The Supreme Court’s latest order list put voting rights back in the spotlight. On Monday, May 18, 2026, the Court did not issue a full new ruling on two closely watched election cases. 

Instead, it sent both cases back to lower courts for another look after its recent decision in Louisiana v. Callais. That move may sound small, but it matters because both cases deal with how voting maps are challenged under Section 2 of the Voting Rights Act.

Why This Order Matters

The first case listed was Board of Election Commissioners v. NAACP. The Supreme Court vacated the lower court’s judgment and sent the case back to the U.S. District Court for the Southern District of Mississippi. The Court said the case should be reviewed again in light of Louisiana v. Callais, a 2026 decision that dealt with race and voting maps.

The second case was Turtle Mountain Band v. Howe. This case came from North Dakota and involved Native American tribes. The Supreme Court granted the petition, vacated the judgment, and sent the case back to the U.S. Court of Appeals for the Eighth Circuit. The reason was the same: the lower court must now look again after Louisiana v. Callais.

The Section 2 Question

The heart of the issue is Section 2 of the Voting Rights Act. That part of the law has long been used to challenge voting rules or maps that may weaken the voting power of minority groups.

In the North Dakota case, the Eighth Circuit had ruled that only the federal government could bring Section 2 lawsuits, not voters or private groups. The Associated Press reported that this finding cut against decades of case law and affected a key way the law has been enforced.

That is why Monday’s action is being watched closely. The Supreme Court did not give a final answer on that private enforcement question. Instead, it told the lower courts to reconsider the cases under the Court’s newer guidance.

Justice Jackson Disagreed

Justice Ketanji Brown Jackson dissented in both voting rights orders. In the Mississippi case, she wrote that Louisiana v. Callais did not address Section 2’s private enforceability, so she saw no reason to vacate the lower court’s judgment. In the North Dakota case, she again said the issue was private enforceability and said she would have reversed instead.

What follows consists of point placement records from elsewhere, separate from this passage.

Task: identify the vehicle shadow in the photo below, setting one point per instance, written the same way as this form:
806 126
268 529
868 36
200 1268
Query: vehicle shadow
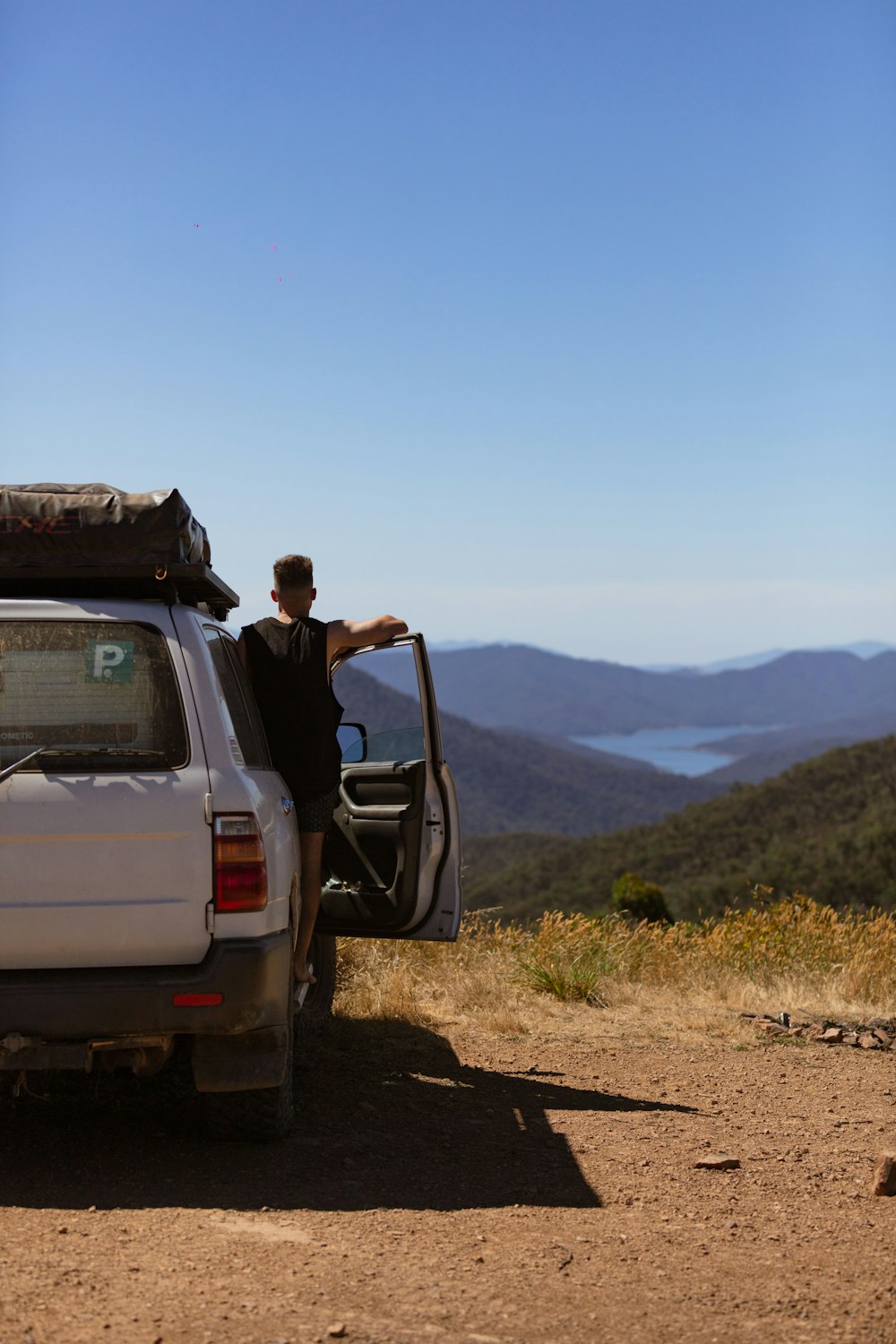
390 1118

Her dissent is important because it points to the narrow legal concern here. The Court’s majority sent the cases back because of Callais. Justice Jackson said that the decision did not answer the question these cases raised.

More From Today’s Order List

The voting rights cases were not the only actions on the May 18 order list. The Court also granted review in Crowther v. Board of Regents of the University System of Georgia. That means the justices agreed to hear that case.

The Court also invited the Solicitor General to file a brief in GEO Group, Inc. v. Nwauzor. That step usually means the justices want the federal government’s view before deciding what to do next.

Several petitions were denied, including petitions involving drug manufacturers and federal health officials. A denial does not mean the Court agrees with the lower court. It only means the justices chose not to take that case at this time.

Conclusion

The lower courts now have to review the voting rights cases again. They will have to weigh the Supreme Court’s recent Callais decision while looking at the facts and legal questions in each case.

For voters, states, tribes, and civil rights groups, the next steps could shape how future voting map fights are handled. The main question remains whether private voters and groups can keep bringing Section 2 cases, or whether that power belongs only to the federal government.

For now, the Supreme Court has not closed the door. It has sent the fight back down, where the next round will begin.